Now that the kids — our son Gregory, daughter in law Beth, and grandchildren Taylor and Quentin — have piled into the Family Truckster and hit the road again, we’re slowly getting back into our normal sedentary and quiet groove.  It takes a while to adjust.

On the last full day the kids were here, I enlisted Gregory’s help with our huge woodpile.  A couple of months back we hired a landscaper to trim tree branches and dead brush on our property.  He left us with a big stack of long mesquite limbs and branches.  With Gregory’s help (“help” meaning “he did all the work”) the woodpile is now a three-year supply of firewood.

Gregory & the woodpile (July 5, 2010)

The job took most of the morning, and toward the end a quail flew out from under the woodpile.  When we lifted the last few logs we exposed the nest she’d been guarding, so without moving it we built a little shelter around it with twigs and bricks.  I hope she’ll still able to raise her brood.

The quail's nest (July 5, 2010)

As long as we’re talking about birds, it is my sad duty to inform you that our baby hummingbird did not survive.  A hummingbird built a nest on an old bicycle hook hanging down from our patio roof — same place as last year — and laid two eggs. I discovered the eggs on the 2nd of June; on the 20th one hatched.  I guess the other one died in the egg.  Anyway, the chick grew and grew, and by the 1st of July we could see it fluttering its wings, getting ready to leave the nest.

It left the nest on the 2nd of July, 11 days after hatching, but it wasn’t ready to really fly, or fly far enough.  I found it hiding in Donna’s flowerbed, only a few feet from the nest.  We locked the cat and dog in the house in order to give it a fighting chance, but two hours later it was dead. The mother hummingbird stayed nearby the entire time, and for the next two days we’d see her hovering outside our sliding glass patio door, looking inside. That was quite affecting. Maybe next year we’ll hang a net below the nest.

Hummingbird chick (July 2, 2010)

The grandkids were here for both events, the death of the hummingbird chick and the discovery of the quail eggs. Taylor’s a teenager now and has probably seen it all before, but it was good for Quentin to start learning about life and death, I suppose.

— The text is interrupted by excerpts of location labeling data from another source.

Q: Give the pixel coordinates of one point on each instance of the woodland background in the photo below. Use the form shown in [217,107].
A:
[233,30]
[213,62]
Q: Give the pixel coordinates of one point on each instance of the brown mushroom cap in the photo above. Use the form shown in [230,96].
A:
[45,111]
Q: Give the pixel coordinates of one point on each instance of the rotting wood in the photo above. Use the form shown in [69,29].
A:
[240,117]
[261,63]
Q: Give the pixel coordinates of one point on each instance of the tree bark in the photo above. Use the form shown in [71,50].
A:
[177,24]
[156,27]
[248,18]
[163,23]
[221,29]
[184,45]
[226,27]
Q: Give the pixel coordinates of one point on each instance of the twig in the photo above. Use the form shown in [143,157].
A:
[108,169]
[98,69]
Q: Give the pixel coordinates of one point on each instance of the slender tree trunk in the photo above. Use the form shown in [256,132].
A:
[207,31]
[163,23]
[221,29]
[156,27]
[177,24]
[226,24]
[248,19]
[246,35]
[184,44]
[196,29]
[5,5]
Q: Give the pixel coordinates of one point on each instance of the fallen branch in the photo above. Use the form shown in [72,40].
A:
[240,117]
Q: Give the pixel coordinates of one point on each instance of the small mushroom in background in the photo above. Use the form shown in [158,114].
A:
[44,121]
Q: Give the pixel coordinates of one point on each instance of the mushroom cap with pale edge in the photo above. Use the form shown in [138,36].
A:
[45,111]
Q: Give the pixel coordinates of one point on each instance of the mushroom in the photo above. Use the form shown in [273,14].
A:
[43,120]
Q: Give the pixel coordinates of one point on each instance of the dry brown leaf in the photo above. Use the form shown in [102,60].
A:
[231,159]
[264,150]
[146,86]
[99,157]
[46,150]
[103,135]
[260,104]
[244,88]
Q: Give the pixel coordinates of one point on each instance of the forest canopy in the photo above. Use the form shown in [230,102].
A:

Back to happier news. Later that evening we drug the kids and grandkids downtown for a walk, followed by dinner. Tuesday morning they hit the road for a vacation in Los Angeles and Palm Springs. Taylor has a softball tournament in Palm Springs today, and then I imagine they’ll be heading back to Las Vegas.

Taylor, Quentin, Beth, and Gregory (July 6, 2010)

We had a great visit, and the kids and grandkids did too.